A ce basculement extérieur correspond un basculement intérieur. Car le livre de Jonas c’est aussi la découverte qu’il n’est pas de refus intérieur qui puisse mettre en péril l’amour que Dieu nous porte, pas d’obscurité intérieure qui puisse engloutir la lumière que Dieu porte dans nos vies.

Ce double basculement, les lecteurs et les lectrices sont invité.es à le vivre à la suite de Jonas. Pour lui, le basculement s’est fait depuis le ventre de ce poisson, dans l’expérience de la prière.

Le ventre du poisson, au fond de la mer, c’est d’abord pour le prophète récalcitrant un lieu où attendre la fin, loin de tout secours humain ou divin. Et pourtant… c’est là, loin de tout et de tous, alors qu’il n’y a plus rien à espérer pour lui que la mort, que lui viennent les mots de la prière.

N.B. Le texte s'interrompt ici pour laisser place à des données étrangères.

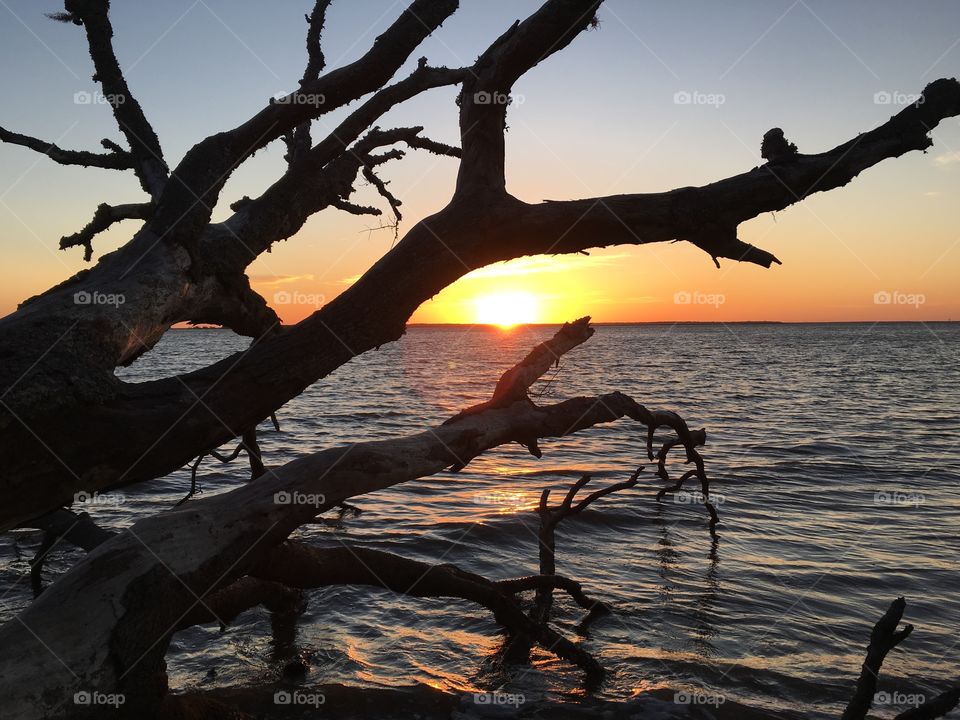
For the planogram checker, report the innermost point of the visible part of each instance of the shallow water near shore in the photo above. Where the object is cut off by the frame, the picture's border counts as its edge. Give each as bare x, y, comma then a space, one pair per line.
834, 458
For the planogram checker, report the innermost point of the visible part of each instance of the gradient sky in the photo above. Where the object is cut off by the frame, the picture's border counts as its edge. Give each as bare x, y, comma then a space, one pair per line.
599, 118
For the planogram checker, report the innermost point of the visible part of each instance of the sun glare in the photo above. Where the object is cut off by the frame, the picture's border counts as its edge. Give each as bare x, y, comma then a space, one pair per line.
506, 309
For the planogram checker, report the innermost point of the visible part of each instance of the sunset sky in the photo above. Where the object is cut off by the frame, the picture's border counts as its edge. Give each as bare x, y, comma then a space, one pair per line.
599, 118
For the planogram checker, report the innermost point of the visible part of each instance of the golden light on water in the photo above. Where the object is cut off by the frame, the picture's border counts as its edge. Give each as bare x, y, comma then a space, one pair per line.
506, 309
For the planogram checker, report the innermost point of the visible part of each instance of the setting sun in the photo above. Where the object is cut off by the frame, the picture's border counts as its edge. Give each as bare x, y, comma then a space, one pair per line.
506, 309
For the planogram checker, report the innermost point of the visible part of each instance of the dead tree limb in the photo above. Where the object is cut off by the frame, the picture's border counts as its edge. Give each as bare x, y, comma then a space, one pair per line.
104, 217
185, 554
300, 565
182, 267
884, 638
116, 159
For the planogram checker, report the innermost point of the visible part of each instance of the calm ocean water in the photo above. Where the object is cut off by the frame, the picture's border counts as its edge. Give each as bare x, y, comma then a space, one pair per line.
832, 447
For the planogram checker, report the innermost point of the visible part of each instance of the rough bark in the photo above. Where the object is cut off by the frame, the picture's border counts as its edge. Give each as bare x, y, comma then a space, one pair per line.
101, 626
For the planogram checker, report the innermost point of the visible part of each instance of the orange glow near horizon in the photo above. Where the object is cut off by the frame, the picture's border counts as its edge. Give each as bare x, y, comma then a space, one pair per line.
506, 308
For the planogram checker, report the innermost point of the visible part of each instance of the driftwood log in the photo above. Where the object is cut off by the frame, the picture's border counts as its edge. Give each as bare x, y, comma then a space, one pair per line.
69, 425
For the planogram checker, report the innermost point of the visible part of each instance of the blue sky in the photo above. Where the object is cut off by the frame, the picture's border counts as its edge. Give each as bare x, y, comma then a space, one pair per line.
601, 117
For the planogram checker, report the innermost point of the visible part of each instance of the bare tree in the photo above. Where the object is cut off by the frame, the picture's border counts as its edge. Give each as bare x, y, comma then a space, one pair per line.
70, 425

Lui qui n’avait pas dit un mot jusque-là, et surtout pas à Dieu, voilà qu’il se met à parler. Mieux, il prie ! Il s’adresse à ce Dieu qu’il a trouvé si dérangeant et menaçant qu’il a cherché à le fuir. D’où vient cette prière ? Une prière de louange dans un lieu de mort ? Elle est un don. Plus exactement, elle est un fruit inespéré de la Parole de Dieu qui avait semblé jusque-là lui rester extérieure et étrangère. La Parole de Dieu qui avait ouvert le récit avait semblé totalement inefficace. Pire : contre-productive. Non seulement Jonas n’est pas allé à Ninive, mais il s’est enfui, il a préféré se mettre en danger. Et voilà, enfin, qu’un fruit paraît : la prière. Vous avez peut-être déjà entendu cette parole du livre d’EsaIe 55 : « Ainsi en est-il de ma parole, qui sort de ma bouche : Elle ne retourne pas à moi sans effet, sans avoir exécuté ma volonté et accompli mes desseins. » La Parole de Dieu adressée à Jonas a fini par engendrer la Parole de Jonas adressée à Dieu : la prière.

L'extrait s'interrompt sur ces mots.